An historic motherlode

I was lucky enough to hit an historic motherlode and as a Knowledge Maverick, I was in a unique position to exploit it.

I worked in the UK Government’s Cabinet Office which holds a central role supporting the UK Prime Minister and ensuring the efficient running of government. The Cabinet Office was established by Prime Minister David Lloyd George in December 1916, during the First World War. This was when the Committee of Imperial Defence organised the War Cabinet and the first Cabinet Secretary was Sir Maurice Hankey.

The Cabinet Office’s work is an integral part the history of the United Kingdom over the past 100 years. As the Cabinet Office’s knowledge manager, I introduced History Week as a means for staff:

  • to learn from the past
  • to inform today’s work, and
  • to consider one’s own legacy through saving records and conserving the corporate memory.

To learn how I used this resource for the benefit of the organisation, look at the ‘Bringing history to life‘ page.

Publicly available information

You too can learn about some of this history. Here are sources:

The National Archives at Kew hold the Cabinet Office’s official records which are released to the public under the 30 year rule, and now being reduced to the 20 year rule.

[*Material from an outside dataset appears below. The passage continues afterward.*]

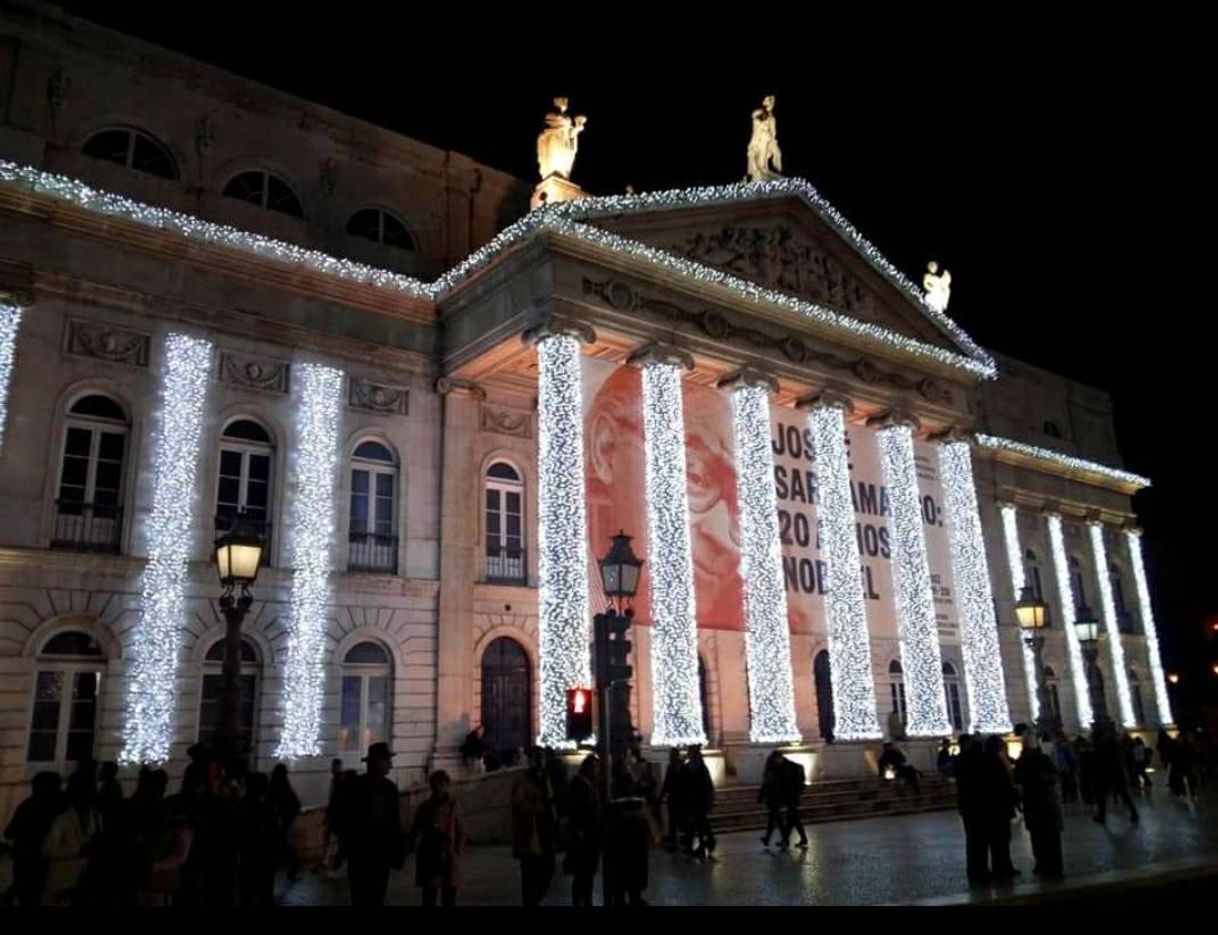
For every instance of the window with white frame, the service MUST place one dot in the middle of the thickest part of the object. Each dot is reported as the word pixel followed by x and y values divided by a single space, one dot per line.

Listen to UK Confidential on BBC Radio 4 to get a flavour of what happened in the 1970s and 1980s. This podcast is based on the official records at The National Archives.

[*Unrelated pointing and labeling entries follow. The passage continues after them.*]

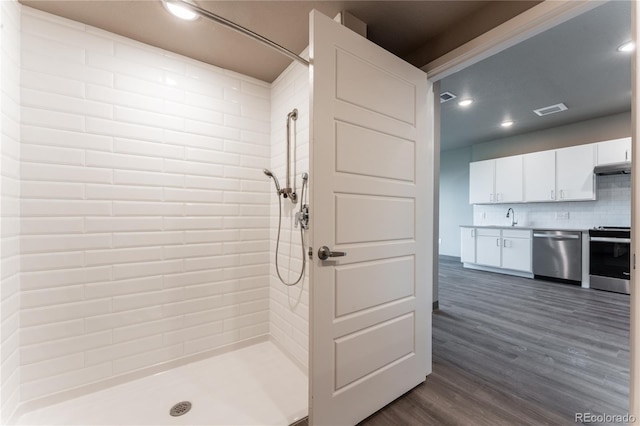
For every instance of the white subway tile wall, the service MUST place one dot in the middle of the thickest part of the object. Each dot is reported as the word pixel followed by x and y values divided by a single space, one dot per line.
pixel 289 306
pixel 612 208
pixel 10 209
pixel 145 213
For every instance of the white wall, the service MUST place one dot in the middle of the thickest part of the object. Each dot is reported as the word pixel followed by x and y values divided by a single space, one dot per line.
pixel 9 208
pixel 455 209
pixel 289 308
pixel 612 208
pixel 145 210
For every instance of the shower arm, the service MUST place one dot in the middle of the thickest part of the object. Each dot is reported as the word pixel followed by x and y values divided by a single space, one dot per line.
pixel 239 28
pixel 287 191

Since its inception, the Cabinet Office has hosted an Official History programme, where professional historians write authoritative histories in their own right. These histories offer a reliable secondary source for historians until the official records are released to The National Archives. They also have been a fund of experience for future government use.

This is a list of the most recently published Official Histories which can be ordered from Taylor and Francis.

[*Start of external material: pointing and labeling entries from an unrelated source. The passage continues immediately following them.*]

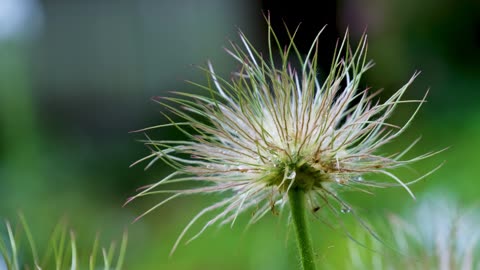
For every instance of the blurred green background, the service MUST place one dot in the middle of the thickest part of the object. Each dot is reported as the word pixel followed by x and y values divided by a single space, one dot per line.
pixel 77 76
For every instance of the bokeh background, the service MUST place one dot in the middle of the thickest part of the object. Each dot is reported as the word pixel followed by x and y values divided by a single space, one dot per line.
pixel 77 76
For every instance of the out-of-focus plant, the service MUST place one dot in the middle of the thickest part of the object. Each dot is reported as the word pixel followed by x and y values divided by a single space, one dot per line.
pixel 60 253
pixel 438 235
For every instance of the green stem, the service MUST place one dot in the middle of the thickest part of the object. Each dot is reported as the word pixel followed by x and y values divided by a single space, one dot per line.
pixel 304 241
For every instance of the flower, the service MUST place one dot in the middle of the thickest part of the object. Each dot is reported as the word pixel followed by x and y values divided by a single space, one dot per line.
pixel 275 128
pixel 438 234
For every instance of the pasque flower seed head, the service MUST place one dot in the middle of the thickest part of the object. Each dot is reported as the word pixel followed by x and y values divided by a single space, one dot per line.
pixel 275 127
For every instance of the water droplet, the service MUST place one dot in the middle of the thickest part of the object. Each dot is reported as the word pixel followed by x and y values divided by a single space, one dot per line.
pixel 358 178
pixel 292 175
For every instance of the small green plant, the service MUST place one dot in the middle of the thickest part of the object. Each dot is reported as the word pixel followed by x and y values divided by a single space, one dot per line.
pixel 437 235
pixel 61 252
pixel 276 135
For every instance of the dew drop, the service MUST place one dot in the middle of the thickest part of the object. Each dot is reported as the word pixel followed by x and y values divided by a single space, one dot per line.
pixel 358 178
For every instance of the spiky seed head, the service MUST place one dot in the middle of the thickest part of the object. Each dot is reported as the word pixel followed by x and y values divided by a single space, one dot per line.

  • Joint Intelligence Committee, Volume 1 by Dr Michael Goodman (2014)
  • Special Operations Executive (SOE) in Italy,  Volume 1 by Professor David Stafford, (2011) and Volume 2 by Roderick Bailey (2014)
  • The Official History of Britain and the European Community, Volume 2  by Sir Stephen Wall (2012)
  • The Official History of Privatisation, Volume 1 (2009) and Vol 2 (2012) Professor David Parker
  • The Official History of North Sea Oil and Gas, Volumes 1 and 2 by Professor Alex Kemp (2011)
  • The Official History of the Civil Service, Volume 1 by Professor Rodney Lowe (2011)
  • Secrecy and the Media: the Official history of the D-Notice System  by Rear Admiral Nick Wilkinson (2009)
  • Churchill’s Man of Mystery: Desmond Morton and the World of Intelligence by Gill Bennett (2006, paperback 2009)
  • The Channel Tunnel by Dr Terry Gourvish (2006)

The list goes back to the Official Histories of World War One, which in themselves stretch to 75 volumes, the last of which was published in 1949. The last person in Cabinet Office who was intimately knowledgeable of the WWI Official Histories series gave a talk at History Week in 2014, and then retired, taking his knowledge with him. That was a piece of history itself when Nick Weekes walked out the door.